Research Data Management
Good scholarly practice requires the transparent documentation and management of project processes and results.
The University Library offers you support in the management of your research data according to FAIR principles: Are your data “Findable, Accessible, Interoperable, and Re-usable”?
Guidelines for Safeguarding Good Research Practice
FAIR data principles
The efficient design of Research Data Management (RDM) requires the creation of an individual plan for the collection, publication, archiving and subsequent re-use of the data.

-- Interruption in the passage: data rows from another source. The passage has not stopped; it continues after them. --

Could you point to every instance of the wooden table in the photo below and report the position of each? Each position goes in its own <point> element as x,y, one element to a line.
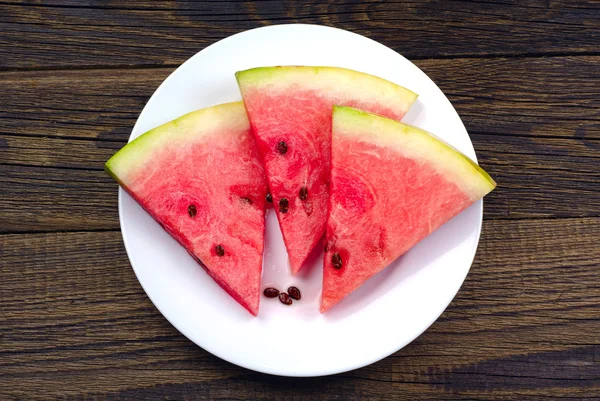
<point>523,75</point>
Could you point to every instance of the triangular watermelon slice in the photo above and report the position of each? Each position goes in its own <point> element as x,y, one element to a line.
<point>391,185</point>
<point>290,113</point>
<point>200,177</point>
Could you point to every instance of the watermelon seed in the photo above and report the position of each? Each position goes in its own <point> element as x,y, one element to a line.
<point>303,194</point>
<point>283,205</point>
<point>282,147</point>
<point>271,292</point>
<point>294,293</point>
<point>285,299</point>
<point>336,261</point>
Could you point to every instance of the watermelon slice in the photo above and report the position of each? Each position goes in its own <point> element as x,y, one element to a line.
<point>391,185</point>
<point>200,178</point>
<point>290,113</point>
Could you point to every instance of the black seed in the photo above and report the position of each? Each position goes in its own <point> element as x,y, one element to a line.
<point>283,205</point>
<point>282,147</point>
<point>303,194</point>
<point>271,292</point>
<point>294,293</point>
<point>285,298</point>
<point>336,261</point>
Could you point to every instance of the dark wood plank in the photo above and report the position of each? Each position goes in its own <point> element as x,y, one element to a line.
<point>525,325</point>
<point>58,184</point>
<point>526,97</point>
<point>65,33</point>
<point>48,199</point>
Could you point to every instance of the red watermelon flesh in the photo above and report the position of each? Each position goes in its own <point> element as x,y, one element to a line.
<point>200,178</point>
<point>391,185</point>
<point>290,113</point>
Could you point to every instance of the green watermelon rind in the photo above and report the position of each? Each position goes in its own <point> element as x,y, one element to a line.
<point>384,131</point>
<point>330,81</point>
<point>140,150</point>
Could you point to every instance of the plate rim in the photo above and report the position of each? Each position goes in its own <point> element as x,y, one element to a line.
<point>258,367</point>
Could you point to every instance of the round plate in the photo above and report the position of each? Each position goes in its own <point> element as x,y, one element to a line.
<point>382,316</point>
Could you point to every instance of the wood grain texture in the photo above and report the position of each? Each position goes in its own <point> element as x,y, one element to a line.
<point>539,141</point>
<point>525,325</point>
<point>65,33</point>
<point>541,97</point>
<point>523,75</point>
<point>537,178</point>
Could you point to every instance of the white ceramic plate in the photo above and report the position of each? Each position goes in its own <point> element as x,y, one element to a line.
<point>386,313</point>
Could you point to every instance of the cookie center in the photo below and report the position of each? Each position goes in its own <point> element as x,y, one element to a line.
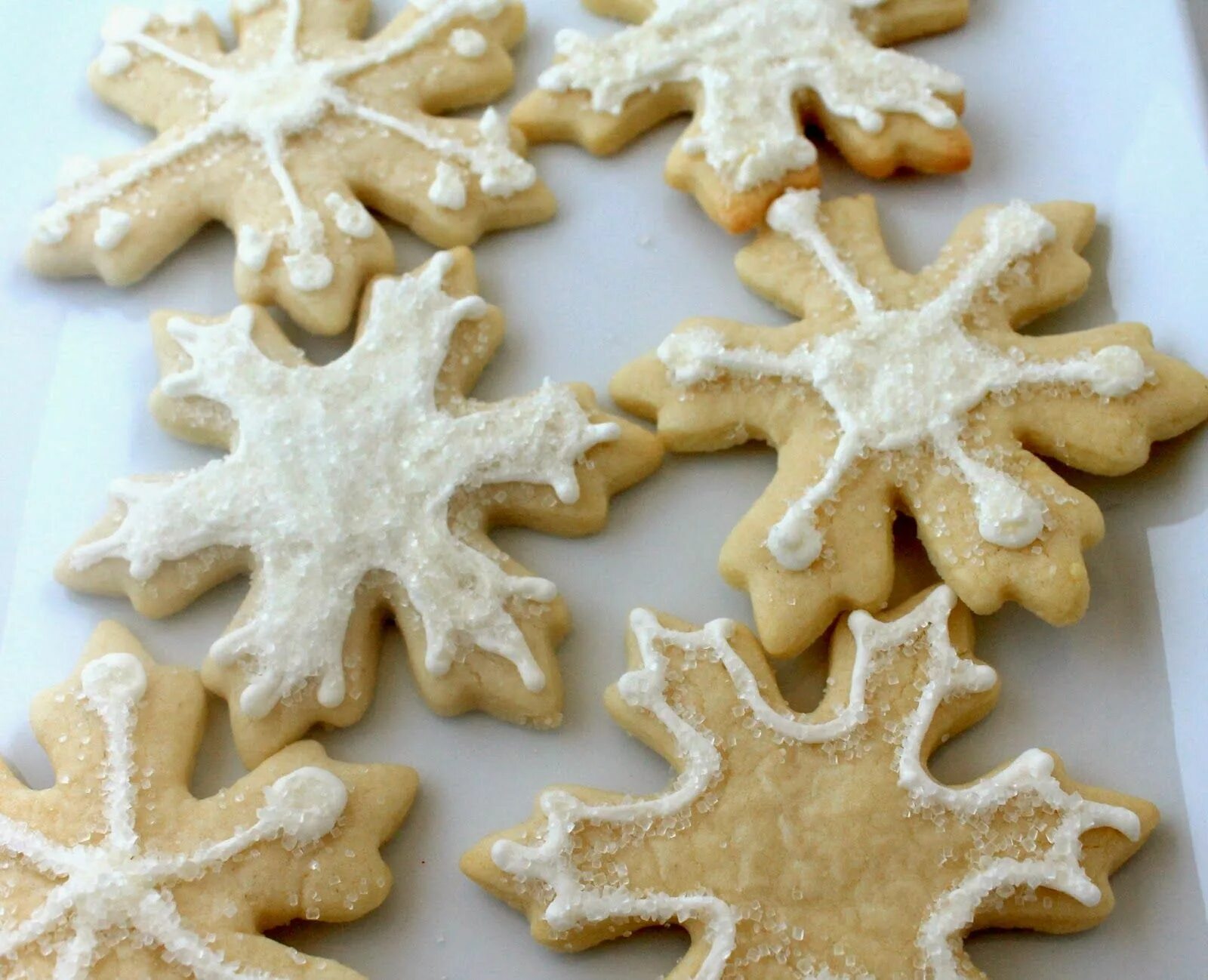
<point>109,895</point>
<point>276,100</point>
<point>903,372</point>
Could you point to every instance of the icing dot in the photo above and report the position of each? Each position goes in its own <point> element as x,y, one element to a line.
<point>795,541</point>
<point>1117,371</point>
<point>112,227</point>
<point>469,44</point>
<point>114,60</point>
<point>352,217</point>
<point>305,804</point>
<point>1006,515</point>
<point>495,127</point>
<point>447,189</point>
<point>125,23</point>
<point>253,247</point>
<point>51,227</point>
<point>114,677</point>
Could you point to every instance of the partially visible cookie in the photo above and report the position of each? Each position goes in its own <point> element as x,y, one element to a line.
<point>754,74</point>
<point>815,845</point>
<point>119,871</point>
<point>289,137</point>
<point>360,490</point>
<point>914,393</point>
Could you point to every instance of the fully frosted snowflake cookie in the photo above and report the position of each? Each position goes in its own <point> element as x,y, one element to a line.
<point>754,74</point>
<point>360,490</point>
<point>119,871</point>
<point>289,137</point>
<point>815,846</point>
<point>909,393</point>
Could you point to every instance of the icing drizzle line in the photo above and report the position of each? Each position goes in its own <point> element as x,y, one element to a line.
<point>269,103</point>
<point>752,58</point>
<point>115,889</point>
<point>549,861</point>
<point>354,468</point>
<point>906,380</point>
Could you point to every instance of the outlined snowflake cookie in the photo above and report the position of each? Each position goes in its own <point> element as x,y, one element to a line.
<point>119,871</point>
<point>915,394</point>
<point>754,74</point>
<point>815,845</point>
<point>289,137</point>
<point>360,490</point>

The following phases of the research data management process can act as a set of introductory guidelines to the (research) data life cycle.
- Project initiation
- Creation of a data management plan
- Planning the data modelling
- Data collection
- During the project
- Data analysis
- Documenting the data by assigning metadata
- Creating collaborative research environments
- Data visualisation
- Integrating sustainable data formats
- Data backup
- Archiving
- Data selection
- Final metadata assignment
- Deployment of sustainable data formats
- Publication and re-use
- Identification of possible publication forms and options (Open Access)
- Consideration of legal aspects (copyright law, data protection etc.) and possible embargo periods
- Publication of primary data (e.g. in a repository)

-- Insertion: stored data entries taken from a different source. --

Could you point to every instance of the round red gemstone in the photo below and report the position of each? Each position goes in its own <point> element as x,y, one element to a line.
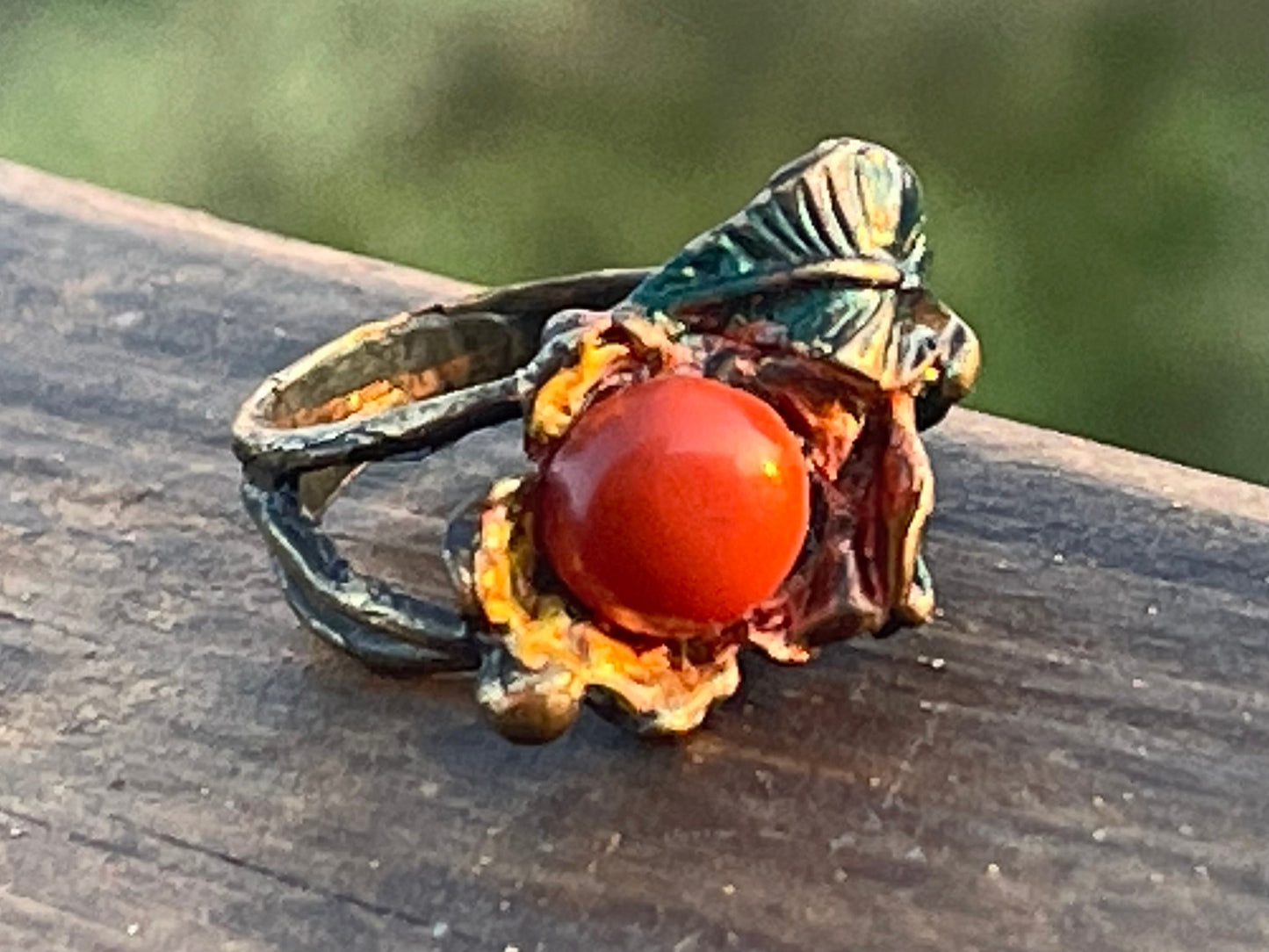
<point>674,505</point>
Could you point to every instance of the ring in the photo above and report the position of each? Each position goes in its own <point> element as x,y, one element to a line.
<point>725,455</point>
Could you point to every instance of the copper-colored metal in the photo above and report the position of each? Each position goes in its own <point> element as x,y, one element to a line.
<point>811,297</point>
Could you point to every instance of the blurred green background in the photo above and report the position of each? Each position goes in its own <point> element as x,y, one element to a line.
<point>1097,171</point>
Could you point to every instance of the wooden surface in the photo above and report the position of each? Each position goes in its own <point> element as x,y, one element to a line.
<point>1075,755</point>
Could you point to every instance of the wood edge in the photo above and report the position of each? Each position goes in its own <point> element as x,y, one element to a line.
<point>1015,442</point>
<point>93,203</point>
<point>994,436</point>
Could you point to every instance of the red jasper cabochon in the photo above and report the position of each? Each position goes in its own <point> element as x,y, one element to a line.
<point>676,501</point>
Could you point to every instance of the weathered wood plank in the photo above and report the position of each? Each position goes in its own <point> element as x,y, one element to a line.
<point>1084,767</point>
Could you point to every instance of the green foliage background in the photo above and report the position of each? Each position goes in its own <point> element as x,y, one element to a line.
<point>1097,170</point>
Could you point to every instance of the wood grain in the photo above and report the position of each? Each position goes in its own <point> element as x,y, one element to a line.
<point>1074,755</point>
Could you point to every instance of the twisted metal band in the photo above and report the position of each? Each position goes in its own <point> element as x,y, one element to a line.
<point>407,385</point>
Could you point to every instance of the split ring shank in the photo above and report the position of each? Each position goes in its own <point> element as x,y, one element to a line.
<point>410,384</point>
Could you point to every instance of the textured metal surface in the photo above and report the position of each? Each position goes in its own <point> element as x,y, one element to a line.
<point>821,270</point>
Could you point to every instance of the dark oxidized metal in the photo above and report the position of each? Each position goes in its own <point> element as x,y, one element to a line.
<point>811,297</point>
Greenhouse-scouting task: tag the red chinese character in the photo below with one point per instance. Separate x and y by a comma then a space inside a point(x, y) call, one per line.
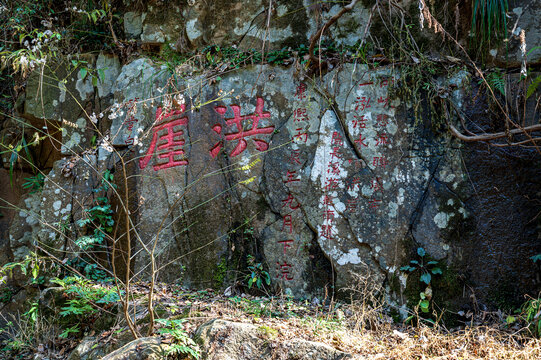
point(289, 201)
point(385, 102)
point(334, 168)
point(299, 94)
point(360, 141)
point(329, 216)
point(299, 113)
point(358, 164)
point(362, 103)
point(336, 139)
point(382, 139)
point(377, 184)
point(287, 222)
point(300, 135)
point(285, 243)
point(359, 121)
point(380, 161)
point(374, 203)
point(366, 83)
point(335, 153)
point(294, 157)
point(331, 184)
point(326, 231)
point(241, 134)
point(351, 205)
point(356, 181)
point(382, 120)
point(291, 177)
point(169, 144)
point(327, 200)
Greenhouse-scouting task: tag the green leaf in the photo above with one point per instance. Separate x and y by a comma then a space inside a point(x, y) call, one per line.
point(101, 74)
point(533, 86)
point(426, 278)
point(82, 73)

- Assigning persistent identifiers
(adapted from https://www.forschungsdaten.info/themen/informieren-und-planen/workflows-im-fdm/. In German)
(Research) data life cycle (In German)
The work-flow resulting from the application of the guideline elements outlined above is referred to as the (Research) Data Management Plan (DMP). This plan evolves dynamically throughout the process, so it is only truly completed at the conclusion of the project itself.
The DMP simplifies the RDM process by providing a coordinated overview of the entire process, including individual stages and the way they are interconnected through fundamental information on the research project, data collection methodology, responsibility assignment, funding and resources, (metadata) standards, and the legal position.